As a very expensive commercial module, one would expect Sangoma to continue to provide support, in that absence and putting on my very old and tattered Elastix hat (How’s it hanging @danardf) , DRBD with two nodes is a recipe for a burgeoning disaster as you have found.

When we first did this in Elastix a couple of centuries ago (for free), you always needed a recipe to recover, this link

should help. Having resolved the split brain condition, you can follow the recipes to replace and resync the secondary block storage with a larger device (you are not limited to any FileSystem here, check with LinBit).

Moving on from here, adding a non storage ‘quorum’ resolver (could be a Raspberry PI) for your DRBD system would be a good idea

Good Luck. but basically any two node HA system can but ultimately fail and need manual resolution, no matter how much you paid for it

franckdanard · September 10, 2021, 5:48am

Hey Dicko.
That was the good time

microchipmatt · September 10, 2021, 10:18am

@RealRuler2112. Sounds like a tough situation. I know this isn’t helpful now and I don’t know how large your environment is. I’m in education with 1000 staff 6000 students and 30 sites. I Almost went HA across our large geographic locations (think the north and oil) but ultimately decided against it when I saw all the heartbeat and syncing involved…matched versioning etc. Instead I went with daily dumps to the cloud that are restored on my secondaries from my primary to match data on secondary failovers. More forgiving with freepbx 14 and 15, with the way backup and restore was reworked in freepbx 15. My restore file with all config settings, database data and greetings for 31 sites and currently 3000 voice messages is only 1.3 gb…not sure how that all fits in a 1.3 gb backup but it does compressed, and then rclone for duplication to and from the cloud from my primaries to my secondaries is my friend.it should be noted my secondaries are at different locations with dns used in the wait for failover. All primaries and secondaries look like the same identity to the trunk provider through the magic of virtual nat pointers. Only the trunk provider is allowed to communicate with them.

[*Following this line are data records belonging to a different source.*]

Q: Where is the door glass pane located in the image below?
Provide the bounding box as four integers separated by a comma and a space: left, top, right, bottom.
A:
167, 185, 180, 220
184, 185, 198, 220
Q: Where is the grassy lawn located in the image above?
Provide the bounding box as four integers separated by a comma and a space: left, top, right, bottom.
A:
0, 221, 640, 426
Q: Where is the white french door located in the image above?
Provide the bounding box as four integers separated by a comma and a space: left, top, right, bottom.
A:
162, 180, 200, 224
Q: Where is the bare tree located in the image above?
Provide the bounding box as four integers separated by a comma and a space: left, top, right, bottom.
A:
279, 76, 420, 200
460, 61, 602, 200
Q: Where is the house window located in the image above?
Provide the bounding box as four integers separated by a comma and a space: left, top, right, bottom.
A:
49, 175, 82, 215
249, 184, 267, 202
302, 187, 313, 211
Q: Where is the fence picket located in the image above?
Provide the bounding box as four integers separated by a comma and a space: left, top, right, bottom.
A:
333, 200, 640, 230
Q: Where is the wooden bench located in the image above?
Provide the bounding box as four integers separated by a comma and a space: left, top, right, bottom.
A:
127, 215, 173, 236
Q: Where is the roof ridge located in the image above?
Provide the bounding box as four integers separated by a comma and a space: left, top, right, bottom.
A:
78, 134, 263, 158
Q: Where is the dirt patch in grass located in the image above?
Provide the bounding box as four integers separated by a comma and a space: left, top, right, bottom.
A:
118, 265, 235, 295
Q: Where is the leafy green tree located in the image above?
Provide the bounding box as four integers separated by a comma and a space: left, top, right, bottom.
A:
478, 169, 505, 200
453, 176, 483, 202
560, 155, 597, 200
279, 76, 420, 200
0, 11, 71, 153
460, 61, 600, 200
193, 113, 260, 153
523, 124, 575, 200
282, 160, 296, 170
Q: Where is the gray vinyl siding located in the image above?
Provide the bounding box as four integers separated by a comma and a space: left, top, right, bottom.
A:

@dicko, in another lifetime I once looked at and considered (T) - HAAst But my wallet and my skill level ran away screaming when I saw the price and configuration manual, which also matches your very truthful statement of how a HA system can fail no matter how much you pay for it.

system · October 11, 2021, 10:18am

This topic was automatically closed 31 days after the last reply. New replies are no longer allowed.